Miroir au creux de la main, un garçon bororo à la silhouette gracile retouche le maquillage jaune étincelant de son visage, tout en pressant le pas.
Comme lui, plusieurs milliers d'éleveurs peul, bororo, touareg et arabes en habits de fête se sont donné rendez-vous pour la "Cure salée" dans cette localité aux confins du désert, à quelque 140 km à l'ouest de la capitale régionale Agadez et 1.000 km au nord de Niamey.
La plus grande fête des éleveurs du pays - qui doit son nom aux sels minéraux dont les pâturages regorgent à cette époque de l'année, grâce aux eaux de ruissellement des proches montagnes de l'Aïr - avait été suspendue en 2007. Une seconde rébellion touareg (achevée fin 2009) venait d'être lancée pour une meilleure répartition des revenus miniers de la région.
Les autorités ont maintenu le rassemblement malgré la montée de tension liée à l'enlèvement le 16 septembre de cinq Français et deux Africains sur le site minier d'Arlit, un peu plus au nord.
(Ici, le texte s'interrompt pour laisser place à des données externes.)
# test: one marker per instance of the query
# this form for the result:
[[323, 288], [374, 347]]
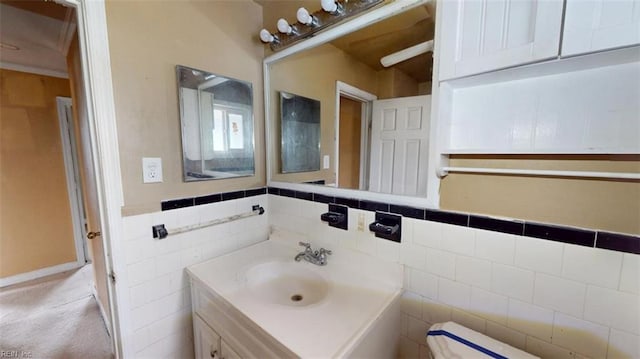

L'armée s'est déployée pour sécuriser la vaste plaine d'Ingall, au coeur de la "zone rouge" du pays.
Si côté éleveurs ce n'est pas l'affluence des grandes années et que seule une poignée de touristes s'y est aventurée, l'ambiance est toutefois joyeuse.
Sur ce territoire peuplé de Touareg, la fête paraît un peu la leur: leurs femmes ouvrent le bal avec chants et you-you, puis les chameliers défilent sur leurs montures savamment harnachées.
Les officiels qui montent à la tribune sous un soleil écrasant ne parlent que de "paix".
"La paix est une richesse que malheureusement nous sommes en train de gaspiller", avertit le gouverneur d'Agadez, le colonel Yayé Garba.
En ligne de mire: "l'insécurité résiduelle", c'est-à-dire les bandits armés issus des ex-"fronts" touareg.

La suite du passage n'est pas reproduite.